Overview
RVFI is identified in the evidence as the RISC-V Formal Interface standard. In TestRIG, RVFI is used to observe the change in state after each instruction of the RISC-V implementation under test. This makes RVFI a trace/reporting interface for comparing how an implementation behaves against a model or simulator at instruction granularity.
Role in TestRIG
TestRIG is a randomized testing framework for RISC-V implementations. Its workflow generates random instruction sequences, executes the same sequences on the model and the implementation under test, and compares execution traces in tandem execution. The cited paper emphasizes that this approach does not prove equivalence, but it can demonstrate divergence and is usable during development.

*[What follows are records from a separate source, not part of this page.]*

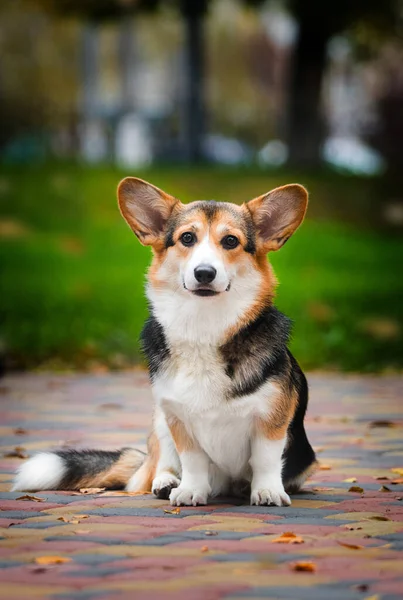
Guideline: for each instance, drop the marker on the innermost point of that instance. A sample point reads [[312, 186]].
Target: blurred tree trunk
[[193, 13], [90, 70], [126, 62], [305, 125]]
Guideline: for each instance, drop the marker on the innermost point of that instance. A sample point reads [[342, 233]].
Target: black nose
[[205, 274]]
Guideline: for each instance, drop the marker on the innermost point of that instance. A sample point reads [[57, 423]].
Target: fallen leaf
[[52, 560], [82, 531], [18, 452], [74, 519], [91, 490], [351, 546], [356, 489], [307, 567], [173, 511], [123, 493], [382, 423], [288, 538], [32, 498]]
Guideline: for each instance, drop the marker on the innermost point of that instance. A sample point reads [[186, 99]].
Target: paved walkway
[[344, 535]]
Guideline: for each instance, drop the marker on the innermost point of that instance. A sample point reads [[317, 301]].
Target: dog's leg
[[167, 474], [266, 463], [195, 487]]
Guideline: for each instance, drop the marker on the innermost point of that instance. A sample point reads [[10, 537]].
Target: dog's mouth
[[204, 292]]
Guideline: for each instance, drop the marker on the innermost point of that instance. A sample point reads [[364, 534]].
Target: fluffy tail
[[75, 469]]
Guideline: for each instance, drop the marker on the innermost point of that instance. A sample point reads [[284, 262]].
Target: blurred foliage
[[73, 273]]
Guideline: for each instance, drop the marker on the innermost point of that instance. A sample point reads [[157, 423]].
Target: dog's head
[[210, 250]]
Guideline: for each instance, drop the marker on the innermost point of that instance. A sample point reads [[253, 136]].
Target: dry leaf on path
[[18, 452], [351, 546], [52, 560], [174, 511], [288, 538], [123, 493], [32, 498], [306, 566]]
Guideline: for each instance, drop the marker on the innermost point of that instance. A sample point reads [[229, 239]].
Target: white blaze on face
[[205, 253]]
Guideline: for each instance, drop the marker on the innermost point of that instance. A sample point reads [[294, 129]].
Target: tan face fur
[[206, 252]]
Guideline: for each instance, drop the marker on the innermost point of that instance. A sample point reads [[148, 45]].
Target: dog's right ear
[[145, 208]]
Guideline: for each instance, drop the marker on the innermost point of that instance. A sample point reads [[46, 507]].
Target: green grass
[[72, 273]]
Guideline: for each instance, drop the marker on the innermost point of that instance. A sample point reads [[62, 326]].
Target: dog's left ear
[[145, 208], [278, 214]]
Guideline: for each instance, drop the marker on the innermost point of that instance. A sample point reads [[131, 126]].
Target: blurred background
[[220, 99]]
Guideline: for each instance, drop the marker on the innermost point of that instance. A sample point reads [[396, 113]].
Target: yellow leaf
[[288, 538], [52, 560], [32, 498], [308, 567], [351, 546], [174, 511]]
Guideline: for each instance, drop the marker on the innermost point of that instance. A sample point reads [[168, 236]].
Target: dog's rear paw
[[163, 484], [185, 497]]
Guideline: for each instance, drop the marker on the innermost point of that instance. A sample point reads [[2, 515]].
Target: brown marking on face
[[274, 427], [183, 441]]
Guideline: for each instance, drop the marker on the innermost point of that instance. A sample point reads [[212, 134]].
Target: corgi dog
[[230, 399]]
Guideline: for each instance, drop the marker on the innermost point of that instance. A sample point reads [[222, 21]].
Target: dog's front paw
[[185, 497], [271, 494], [163, 484]]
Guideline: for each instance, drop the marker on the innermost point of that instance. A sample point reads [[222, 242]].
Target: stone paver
[[125, 547]]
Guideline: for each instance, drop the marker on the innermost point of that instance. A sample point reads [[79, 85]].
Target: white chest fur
[[194, 388]]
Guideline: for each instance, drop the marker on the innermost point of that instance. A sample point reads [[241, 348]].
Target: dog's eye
[[229, 242], [188, 238]]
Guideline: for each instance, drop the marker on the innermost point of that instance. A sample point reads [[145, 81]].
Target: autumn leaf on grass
[[18, 452], [32, 498], [52, 560], [288, 538], [173, 511], [306, 566], [350, 546]]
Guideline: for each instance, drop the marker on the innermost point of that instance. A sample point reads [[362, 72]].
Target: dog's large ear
[[277, 215], [145, 208]]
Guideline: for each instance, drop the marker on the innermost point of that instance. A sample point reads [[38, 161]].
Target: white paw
[[163, 484], [270, 495], [184, 497]]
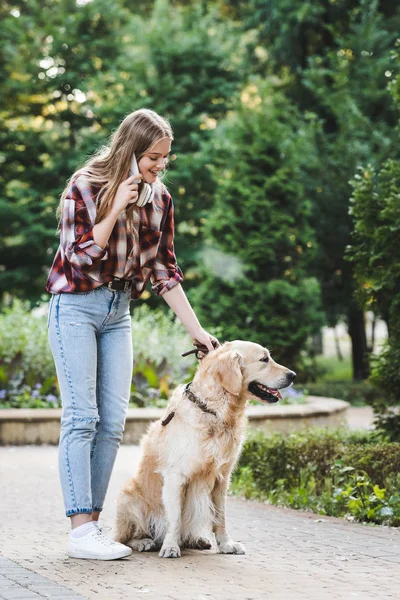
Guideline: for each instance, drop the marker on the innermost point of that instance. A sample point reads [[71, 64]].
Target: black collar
[[193, 398]]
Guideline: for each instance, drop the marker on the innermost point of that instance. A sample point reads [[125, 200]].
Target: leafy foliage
[[255, 283], [375, 253], [334, 473], [27, 372]]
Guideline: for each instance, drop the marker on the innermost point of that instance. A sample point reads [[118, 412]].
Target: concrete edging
[[23, 426]]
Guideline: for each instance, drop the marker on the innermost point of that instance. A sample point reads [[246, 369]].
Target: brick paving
[[291, 555]]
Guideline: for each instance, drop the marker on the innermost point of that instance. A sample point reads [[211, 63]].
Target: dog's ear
[[229, 371]]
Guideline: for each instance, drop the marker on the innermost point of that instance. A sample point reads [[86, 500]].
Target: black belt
[[119, 285]]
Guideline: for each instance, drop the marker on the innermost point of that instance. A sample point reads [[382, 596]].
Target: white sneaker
[[96, 545]]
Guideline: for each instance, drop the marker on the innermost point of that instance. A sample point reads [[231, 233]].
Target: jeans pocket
[[50, 306]]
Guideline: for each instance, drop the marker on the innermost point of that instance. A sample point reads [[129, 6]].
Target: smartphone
[[145, 190]]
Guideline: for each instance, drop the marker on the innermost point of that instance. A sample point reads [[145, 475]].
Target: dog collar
[[193, 398]]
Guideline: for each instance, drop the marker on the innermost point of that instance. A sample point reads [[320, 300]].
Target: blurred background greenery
[[285, 175]]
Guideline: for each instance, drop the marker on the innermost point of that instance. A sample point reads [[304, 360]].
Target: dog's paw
[[170, 551], [231, 548], [147, 545], [199, 544]]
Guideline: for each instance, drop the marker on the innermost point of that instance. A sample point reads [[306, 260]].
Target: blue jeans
[[91, 340]]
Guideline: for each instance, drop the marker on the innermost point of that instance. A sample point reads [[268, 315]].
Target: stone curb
[[42, 426]]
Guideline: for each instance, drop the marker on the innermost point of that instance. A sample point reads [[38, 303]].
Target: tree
[[78, 71], [334, 60], [50, 52], [255, 282], [375, 253]]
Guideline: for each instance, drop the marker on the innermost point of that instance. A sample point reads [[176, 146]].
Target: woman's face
[[154, 160]]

Within that workflow, RVFI supplies the observation side: TestRIG uses the RISC-V Formal Interface standard to observe the architectural state change after each instruction. Test injection is handled separately by Direct Instruction Injection, where the next instruction is supplied by the test harness rather than fetched normally according to the CPU program counter.
Relationship to RVFI-DII
RVFI-DII appears in the evidence as an interface/replay context connected to TestRIG traces. In the evaluation flow described for RISCV-DV, TestRIG traces are produced from the Spike simulator executing tests and then replayed through RVFI-DII while measuring Sail RISC-V model coverage.
Verification use cases
The evidence supports two main RVFI-related verification patterns:
- Trace-equivalence testing: TestRIG compares execution traces from an executable formal model, software ISA simulator, or simulated hardware design. RVFI provides per-instruction state observations from the implementation under test.

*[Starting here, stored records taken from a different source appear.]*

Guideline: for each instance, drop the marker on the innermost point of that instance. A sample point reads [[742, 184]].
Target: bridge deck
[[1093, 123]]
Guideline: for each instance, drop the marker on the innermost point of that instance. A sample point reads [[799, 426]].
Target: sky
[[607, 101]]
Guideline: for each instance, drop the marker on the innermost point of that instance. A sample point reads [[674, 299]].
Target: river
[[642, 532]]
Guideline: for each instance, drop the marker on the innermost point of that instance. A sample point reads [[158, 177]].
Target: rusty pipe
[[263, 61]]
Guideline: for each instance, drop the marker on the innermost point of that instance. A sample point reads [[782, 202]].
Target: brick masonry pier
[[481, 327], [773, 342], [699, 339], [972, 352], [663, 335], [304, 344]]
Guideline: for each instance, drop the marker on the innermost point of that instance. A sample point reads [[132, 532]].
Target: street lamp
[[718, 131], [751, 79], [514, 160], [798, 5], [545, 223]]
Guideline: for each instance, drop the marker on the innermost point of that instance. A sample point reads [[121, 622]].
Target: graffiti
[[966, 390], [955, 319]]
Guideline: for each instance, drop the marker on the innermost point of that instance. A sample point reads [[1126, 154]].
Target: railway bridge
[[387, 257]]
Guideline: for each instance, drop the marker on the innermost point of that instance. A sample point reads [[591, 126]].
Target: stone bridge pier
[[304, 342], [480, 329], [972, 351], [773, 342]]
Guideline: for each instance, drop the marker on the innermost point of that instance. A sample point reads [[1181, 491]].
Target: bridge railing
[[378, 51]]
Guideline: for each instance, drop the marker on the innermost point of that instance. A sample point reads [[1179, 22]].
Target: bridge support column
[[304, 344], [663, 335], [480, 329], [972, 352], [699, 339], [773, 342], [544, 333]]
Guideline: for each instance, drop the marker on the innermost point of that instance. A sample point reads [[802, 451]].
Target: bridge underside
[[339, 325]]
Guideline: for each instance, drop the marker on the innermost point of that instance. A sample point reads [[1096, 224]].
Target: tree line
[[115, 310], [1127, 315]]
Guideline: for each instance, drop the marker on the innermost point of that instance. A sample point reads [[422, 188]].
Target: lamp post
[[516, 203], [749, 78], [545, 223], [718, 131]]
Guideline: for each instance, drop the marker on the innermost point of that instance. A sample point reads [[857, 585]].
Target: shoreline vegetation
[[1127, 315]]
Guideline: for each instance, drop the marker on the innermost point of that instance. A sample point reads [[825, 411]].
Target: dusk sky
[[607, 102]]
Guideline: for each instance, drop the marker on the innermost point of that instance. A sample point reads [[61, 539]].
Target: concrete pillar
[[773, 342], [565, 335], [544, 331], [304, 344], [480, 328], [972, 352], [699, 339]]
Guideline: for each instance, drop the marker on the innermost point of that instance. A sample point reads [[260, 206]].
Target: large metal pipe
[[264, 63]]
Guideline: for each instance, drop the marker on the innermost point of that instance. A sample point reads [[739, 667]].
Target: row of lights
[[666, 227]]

- Regression from counterexamples: TestRIG can convert instruction traces to and from a human-readable format and use saved traces as regression tests for previous counterexamples.
RISCV-Formal context
A public arXiv summary for CIll describes evaluation within the RISCV-Formal framework and notes that M-extension instructions were proved against the RVFI ALTOPS substitute semantics provided by RISCV-Formal. This indicates that RVFI is also relevant as a semantic interface in formal RISC-V verification workflows beyond randomized tandem testing.